Conobbi le sorelle Milder durante un soggiorno in un paesino inglese. Ero con mio marito e mio figlio. Doveva essere una gita di tre giorni in un posto tranquillo, prima di visitare la famosa e misteriosa Stonehenge.
Anne e Martha erano le proprietarie della locanda, un posto grazioso e pulito. Gli unici ospiti nel periodo dal 4 al 7 ottobre eravamo noi.
Tutte le mattine servivano una ricca colazione: la sala da pranzo si riempiva di uno squisito odore di toast e formaggio e la spremuta d’arancia era ottima. La notte si dormiva bene: totalmente immersi nella natura, a malapena udivamo le cicale e qualche altro animale notturno che viveva là fuori.
Eppure…
Eppure c’era un’atmosfera strana, come nascosta sotto una coperta leggerissima: qualcuno non dormiva. E non potevano essere né il mio Alfredo né mio marito.
La seconda notte mi alzai di soppiatto, aprii la porta della stanza – che cigolò, ma fu un rumore fastidioso più che sinistro – e mi lasciai come guidare dalla sensazione strana e un po’ dolorosa che mi spingeva al piano di sotto.
Le scale era come se bruciassero sotto i miei piedi nudi e di tanto in tanto volgevo il la testa alle mie spalle, nella camera dove la mia famiglia riposava, al sicuro dalla paura che lentamente mi assaliva.
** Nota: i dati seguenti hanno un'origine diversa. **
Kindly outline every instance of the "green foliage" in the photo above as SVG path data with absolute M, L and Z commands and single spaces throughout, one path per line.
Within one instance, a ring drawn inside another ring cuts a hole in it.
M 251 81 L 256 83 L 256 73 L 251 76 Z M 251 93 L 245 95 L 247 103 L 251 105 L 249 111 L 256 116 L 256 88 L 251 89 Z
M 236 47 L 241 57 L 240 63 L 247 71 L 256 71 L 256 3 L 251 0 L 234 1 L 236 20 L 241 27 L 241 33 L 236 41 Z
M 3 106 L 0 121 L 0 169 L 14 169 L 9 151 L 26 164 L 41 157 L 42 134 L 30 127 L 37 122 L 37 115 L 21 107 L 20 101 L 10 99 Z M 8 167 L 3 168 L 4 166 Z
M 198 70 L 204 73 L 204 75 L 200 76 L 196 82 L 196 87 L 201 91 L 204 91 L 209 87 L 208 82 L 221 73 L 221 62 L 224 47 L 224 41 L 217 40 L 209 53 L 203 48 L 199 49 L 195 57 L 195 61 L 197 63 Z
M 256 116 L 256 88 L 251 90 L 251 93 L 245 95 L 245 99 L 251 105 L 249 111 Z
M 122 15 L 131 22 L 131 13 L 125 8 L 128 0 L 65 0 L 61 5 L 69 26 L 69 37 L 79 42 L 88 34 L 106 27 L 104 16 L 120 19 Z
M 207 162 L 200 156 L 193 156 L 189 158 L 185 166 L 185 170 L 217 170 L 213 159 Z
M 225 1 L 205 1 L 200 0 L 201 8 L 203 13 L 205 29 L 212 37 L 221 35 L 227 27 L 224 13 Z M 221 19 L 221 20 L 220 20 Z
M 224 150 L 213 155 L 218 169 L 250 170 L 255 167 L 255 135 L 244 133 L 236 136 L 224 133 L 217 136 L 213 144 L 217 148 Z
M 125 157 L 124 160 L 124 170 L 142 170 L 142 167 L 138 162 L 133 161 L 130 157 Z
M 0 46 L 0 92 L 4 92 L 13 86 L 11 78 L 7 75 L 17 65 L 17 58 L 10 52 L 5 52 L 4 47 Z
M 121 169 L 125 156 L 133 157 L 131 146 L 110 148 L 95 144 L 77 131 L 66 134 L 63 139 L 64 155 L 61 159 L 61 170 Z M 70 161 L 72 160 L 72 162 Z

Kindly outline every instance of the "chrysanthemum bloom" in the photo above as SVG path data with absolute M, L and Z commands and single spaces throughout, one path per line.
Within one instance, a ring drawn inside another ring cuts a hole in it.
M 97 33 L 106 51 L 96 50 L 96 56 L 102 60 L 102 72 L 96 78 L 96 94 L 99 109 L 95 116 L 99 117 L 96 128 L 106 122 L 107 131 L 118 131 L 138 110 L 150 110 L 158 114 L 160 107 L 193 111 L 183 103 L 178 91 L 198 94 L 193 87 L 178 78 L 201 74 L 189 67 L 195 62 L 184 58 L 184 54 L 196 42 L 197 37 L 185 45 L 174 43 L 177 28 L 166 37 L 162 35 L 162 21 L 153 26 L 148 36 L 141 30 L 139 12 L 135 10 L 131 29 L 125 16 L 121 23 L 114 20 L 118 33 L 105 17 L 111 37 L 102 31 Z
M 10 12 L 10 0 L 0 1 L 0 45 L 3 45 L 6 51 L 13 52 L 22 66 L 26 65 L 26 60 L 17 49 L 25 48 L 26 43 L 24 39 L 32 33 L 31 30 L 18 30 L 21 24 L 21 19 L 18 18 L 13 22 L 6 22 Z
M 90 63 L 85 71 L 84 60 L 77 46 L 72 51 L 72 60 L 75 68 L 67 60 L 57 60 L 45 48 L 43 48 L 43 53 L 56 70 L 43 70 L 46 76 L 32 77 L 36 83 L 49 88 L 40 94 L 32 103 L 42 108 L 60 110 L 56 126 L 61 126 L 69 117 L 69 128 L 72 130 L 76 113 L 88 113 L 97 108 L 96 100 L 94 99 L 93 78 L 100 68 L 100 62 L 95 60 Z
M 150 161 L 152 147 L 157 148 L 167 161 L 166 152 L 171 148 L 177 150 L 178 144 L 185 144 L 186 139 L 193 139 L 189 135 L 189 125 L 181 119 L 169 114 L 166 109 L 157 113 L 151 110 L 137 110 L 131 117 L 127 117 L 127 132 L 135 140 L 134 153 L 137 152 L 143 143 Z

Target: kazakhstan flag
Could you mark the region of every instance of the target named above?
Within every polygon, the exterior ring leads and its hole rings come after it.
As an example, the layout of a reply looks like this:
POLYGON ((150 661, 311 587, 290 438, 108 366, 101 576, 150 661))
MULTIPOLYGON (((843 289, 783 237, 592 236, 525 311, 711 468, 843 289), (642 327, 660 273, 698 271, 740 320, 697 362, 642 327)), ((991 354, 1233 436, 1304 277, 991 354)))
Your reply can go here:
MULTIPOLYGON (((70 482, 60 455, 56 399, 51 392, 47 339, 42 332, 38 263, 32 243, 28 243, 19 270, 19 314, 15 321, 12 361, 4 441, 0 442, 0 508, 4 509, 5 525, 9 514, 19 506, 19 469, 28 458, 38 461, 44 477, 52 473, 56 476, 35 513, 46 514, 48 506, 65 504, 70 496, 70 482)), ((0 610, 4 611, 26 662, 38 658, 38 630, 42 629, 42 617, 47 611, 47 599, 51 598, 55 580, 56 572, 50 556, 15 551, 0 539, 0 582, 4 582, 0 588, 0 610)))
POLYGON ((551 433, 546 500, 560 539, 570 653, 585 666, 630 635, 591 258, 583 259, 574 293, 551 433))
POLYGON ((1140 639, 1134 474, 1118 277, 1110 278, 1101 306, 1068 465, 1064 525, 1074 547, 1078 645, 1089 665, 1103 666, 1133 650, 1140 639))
La stanza delle due ragazze era illuminata: la porta socchiusa invitava nel corridoio un fascio di luce che mi permetteva di capire che non ero la sola, in quel posto, ad essere sveglia.
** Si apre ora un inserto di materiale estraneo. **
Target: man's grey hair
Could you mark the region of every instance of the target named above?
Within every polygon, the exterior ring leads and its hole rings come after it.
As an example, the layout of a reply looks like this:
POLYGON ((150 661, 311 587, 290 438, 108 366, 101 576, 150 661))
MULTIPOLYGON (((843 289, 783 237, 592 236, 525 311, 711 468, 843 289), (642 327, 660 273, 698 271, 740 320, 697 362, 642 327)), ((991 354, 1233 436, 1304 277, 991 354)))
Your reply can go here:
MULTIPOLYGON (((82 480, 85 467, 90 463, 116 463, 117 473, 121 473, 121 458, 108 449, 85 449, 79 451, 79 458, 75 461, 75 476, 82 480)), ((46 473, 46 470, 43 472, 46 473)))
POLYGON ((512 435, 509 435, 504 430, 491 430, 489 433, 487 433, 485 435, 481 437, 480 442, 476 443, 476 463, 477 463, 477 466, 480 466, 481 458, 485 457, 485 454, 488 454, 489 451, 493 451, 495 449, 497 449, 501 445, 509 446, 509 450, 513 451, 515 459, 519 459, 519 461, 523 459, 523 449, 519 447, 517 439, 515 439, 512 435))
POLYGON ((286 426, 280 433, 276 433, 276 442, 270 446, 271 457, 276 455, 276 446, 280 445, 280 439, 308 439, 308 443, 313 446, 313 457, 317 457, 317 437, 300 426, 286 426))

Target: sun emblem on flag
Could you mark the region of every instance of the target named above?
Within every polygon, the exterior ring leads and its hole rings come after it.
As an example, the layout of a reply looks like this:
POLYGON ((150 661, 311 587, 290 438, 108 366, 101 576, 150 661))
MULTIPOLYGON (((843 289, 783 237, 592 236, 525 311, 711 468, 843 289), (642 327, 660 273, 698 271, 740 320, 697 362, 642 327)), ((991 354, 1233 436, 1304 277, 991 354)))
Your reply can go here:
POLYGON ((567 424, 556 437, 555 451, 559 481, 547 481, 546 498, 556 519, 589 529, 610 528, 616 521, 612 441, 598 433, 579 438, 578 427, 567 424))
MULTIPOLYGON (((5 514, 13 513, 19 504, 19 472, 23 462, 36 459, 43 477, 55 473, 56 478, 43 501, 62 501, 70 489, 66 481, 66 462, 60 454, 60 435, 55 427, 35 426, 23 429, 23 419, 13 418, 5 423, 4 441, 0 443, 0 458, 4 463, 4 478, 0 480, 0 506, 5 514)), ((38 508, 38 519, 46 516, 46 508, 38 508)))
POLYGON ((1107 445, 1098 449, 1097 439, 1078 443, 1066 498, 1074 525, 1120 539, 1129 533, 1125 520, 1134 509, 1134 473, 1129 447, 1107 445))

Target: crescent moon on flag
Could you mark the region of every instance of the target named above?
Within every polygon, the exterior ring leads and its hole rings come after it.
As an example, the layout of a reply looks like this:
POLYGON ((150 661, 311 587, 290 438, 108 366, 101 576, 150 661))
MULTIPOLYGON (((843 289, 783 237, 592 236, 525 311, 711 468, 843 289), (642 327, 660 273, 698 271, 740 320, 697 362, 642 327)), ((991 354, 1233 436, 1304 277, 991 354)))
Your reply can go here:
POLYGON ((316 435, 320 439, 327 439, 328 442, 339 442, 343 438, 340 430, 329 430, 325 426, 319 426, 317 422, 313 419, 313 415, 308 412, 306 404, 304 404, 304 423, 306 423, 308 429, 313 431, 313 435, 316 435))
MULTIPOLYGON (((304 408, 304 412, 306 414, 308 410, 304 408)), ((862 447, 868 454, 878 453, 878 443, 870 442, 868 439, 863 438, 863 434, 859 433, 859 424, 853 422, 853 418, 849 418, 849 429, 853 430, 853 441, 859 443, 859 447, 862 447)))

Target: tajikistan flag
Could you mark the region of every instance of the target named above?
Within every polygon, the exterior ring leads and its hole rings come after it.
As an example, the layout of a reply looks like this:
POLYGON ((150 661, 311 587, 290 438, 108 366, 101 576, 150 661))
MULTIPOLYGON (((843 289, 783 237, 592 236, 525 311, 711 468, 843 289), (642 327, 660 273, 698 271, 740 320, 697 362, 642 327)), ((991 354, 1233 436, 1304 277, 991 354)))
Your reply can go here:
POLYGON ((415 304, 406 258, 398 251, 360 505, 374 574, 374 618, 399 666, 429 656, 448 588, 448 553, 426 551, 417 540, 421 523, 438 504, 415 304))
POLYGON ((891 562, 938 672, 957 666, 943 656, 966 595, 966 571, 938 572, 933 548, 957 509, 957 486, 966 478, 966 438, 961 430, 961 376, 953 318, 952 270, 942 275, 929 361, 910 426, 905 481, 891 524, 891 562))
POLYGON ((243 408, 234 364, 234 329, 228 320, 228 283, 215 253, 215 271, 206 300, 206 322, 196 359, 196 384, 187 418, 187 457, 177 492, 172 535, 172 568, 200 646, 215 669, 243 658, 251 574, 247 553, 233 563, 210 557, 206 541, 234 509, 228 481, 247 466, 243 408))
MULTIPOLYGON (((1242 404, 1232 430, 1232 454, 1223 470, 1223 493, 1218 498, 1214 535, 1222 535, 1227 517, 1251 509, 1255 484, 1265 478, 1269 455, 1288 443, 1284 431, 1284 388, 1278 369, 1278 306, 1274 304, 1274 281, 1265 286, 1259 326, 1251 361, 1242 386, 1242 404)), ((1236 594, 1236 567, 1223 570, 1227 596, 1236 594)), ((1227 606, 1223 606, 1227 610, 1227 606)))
Non udivo nulla, lamenti o grida, qualunque cosa mi aspettassi dopo una sensazione strana come quella che mi aveva azzannato poco fa – il preludio di un mistero, del buio assoluto.
C’era…un’irreale calma, una bugiarda, colpevole quiete nel posto in cui mi trovavo. In quella stanza soprattutto: aprii la porta e davanti a me vidi Anne o Martha in piedi immobile. Aveva un vestito completamente bianco, che rendeva inesistenti i contorni del suo corpo. All’improvviso un odore dolce, dolce e pungente. Lei alzò la testa, lentamente ma con decisione: sapeva dove guardare. E guardava me.